There were quite a few people in such a small space, but you managed to claim your rocking chair you always sat in. The end table next to the chair was made out of glass, but just the other day it had been wood. Curious, you asked, "Did you just get this table Jim?"
He looked at you with the same look Susan gave you earlier. Looking him in the eye you felt you had said something wrong and shrank into your chair. "No Mom, we got it a few weeks ago, remember? You came with us to pick it out." You had no recollection of shopping for a table, but you looked away and said, "Oh yes, I remember."
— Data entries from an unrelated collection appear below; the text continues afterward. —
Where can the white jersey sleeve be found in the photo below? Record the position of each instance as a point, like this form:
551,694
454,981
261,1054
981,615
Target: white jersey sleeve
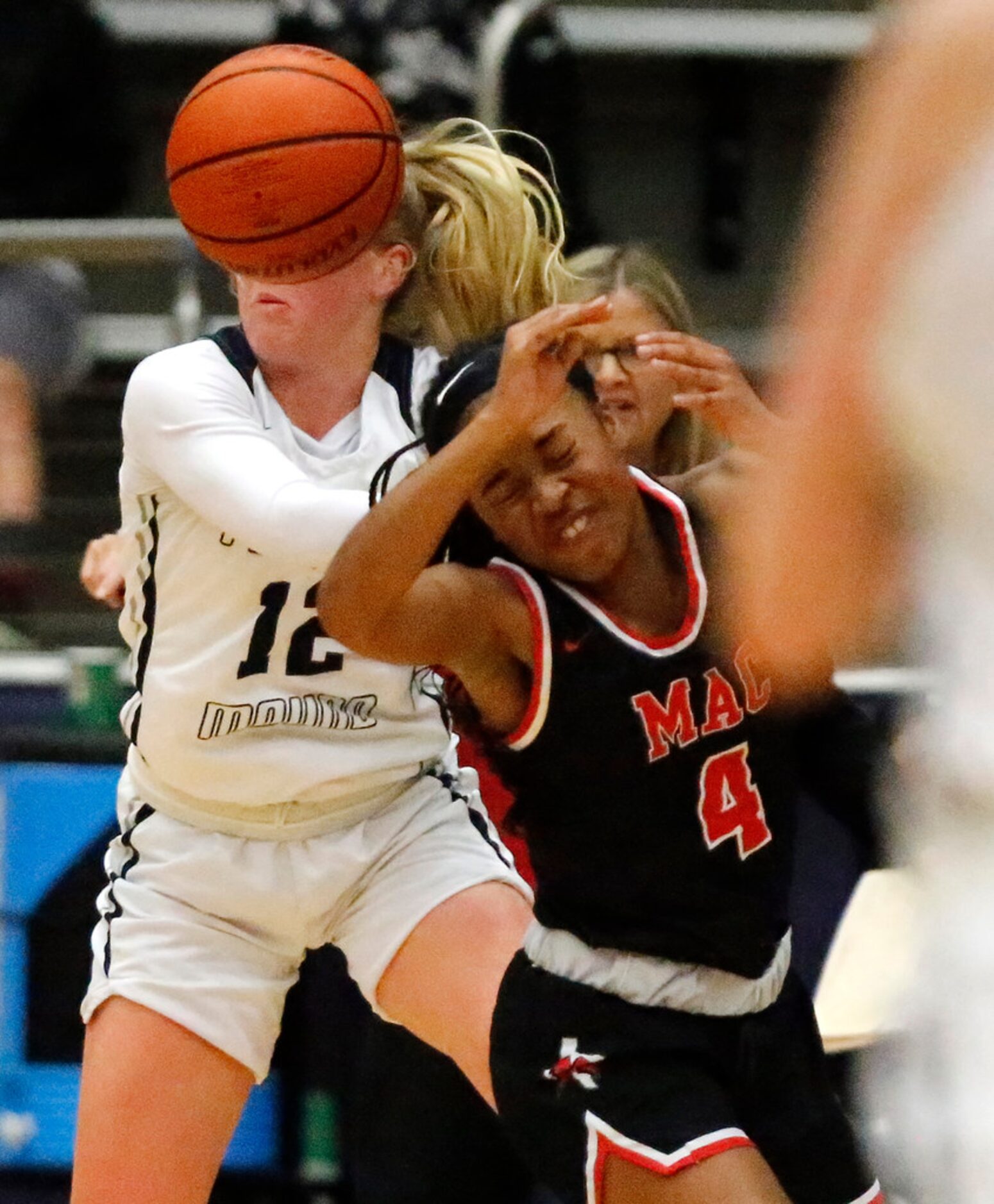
244,708
193,425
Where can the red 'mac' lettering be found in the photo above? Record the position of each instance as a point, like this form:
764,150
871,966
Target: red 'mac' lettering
757,694
721,708
670,724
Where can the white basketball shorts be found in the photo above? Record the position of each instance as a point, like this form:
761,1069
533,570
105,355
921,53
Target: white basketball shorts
210,930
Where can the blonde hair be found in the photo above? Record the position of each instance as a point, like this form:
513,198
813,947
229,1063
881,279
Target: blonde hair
684,442
488,237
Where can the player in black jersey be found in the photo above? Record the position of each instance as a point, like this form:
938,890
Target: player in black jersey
650,1044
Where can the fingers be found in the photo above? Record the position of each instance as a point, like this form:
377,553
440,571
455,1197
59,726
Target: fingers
545,329
691,380
680,347
100,573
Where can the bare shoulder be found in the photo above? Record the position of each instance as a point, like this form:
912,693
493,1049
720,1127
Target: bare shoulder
720,484
497,596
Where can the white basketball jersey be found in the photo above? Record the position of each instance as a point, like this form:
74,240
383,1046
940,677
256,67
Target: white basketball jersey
234,514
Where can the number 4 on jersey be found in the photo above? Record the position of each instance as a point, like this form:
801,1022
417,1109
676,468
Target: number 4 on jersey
729,805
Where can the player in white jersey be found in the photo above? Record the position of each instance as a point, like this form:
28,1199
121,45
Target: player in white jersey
884,503
281,792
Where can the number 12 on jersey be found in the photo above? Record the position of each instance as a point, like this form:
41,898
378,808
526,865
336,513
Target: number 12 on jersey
300,654
729,803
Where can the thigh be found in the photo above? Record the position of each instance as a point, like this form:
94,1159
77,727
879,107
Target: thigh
437,919
792,1109
444,982
200,928
592,1087
158,1107
740,1175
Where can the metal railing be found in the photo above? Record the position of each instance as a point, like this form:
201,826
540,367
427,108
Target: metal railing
116,242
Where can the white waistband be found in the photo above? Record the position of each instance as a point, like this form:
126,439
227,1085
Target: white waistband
657,982
293,820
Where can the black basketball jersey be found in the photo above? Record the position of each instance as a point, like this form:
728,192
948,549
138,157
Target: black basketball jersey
650,784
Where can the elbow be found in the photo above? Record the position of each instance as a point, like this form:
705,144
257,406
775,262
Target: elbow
344,621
These instances of memory loss and confusion began to escalate over the next couple of years. Jill, your granddaughter, was starting school though you still thought she was between one and two. You grudgingly lived in a nursing home at this point, and often required to be reminded why. Fear gripped you so tightly when Jim and Susan first suggested you move into a home because you did not want to be "put away," but now on occasion you liked the home, but there were days that you still forgot.
Time passed placidly. Not much of anything significant for you happened in the next few years as your memory waned. You occasionally had visitors, such as one young girl named Jill who called you grandma. You had no more memory of a family, except on occasion, and soon your mind had no idea what your body was telling you, and you had to be helped in all bodily needs. Then soon after that, there was nothing, and all was empty and dark. Disease could not leave you, and there was nothing to be done. And the effect disease on your life was a dimensioning one, but the memory of your life has not been lost to the tides of disease.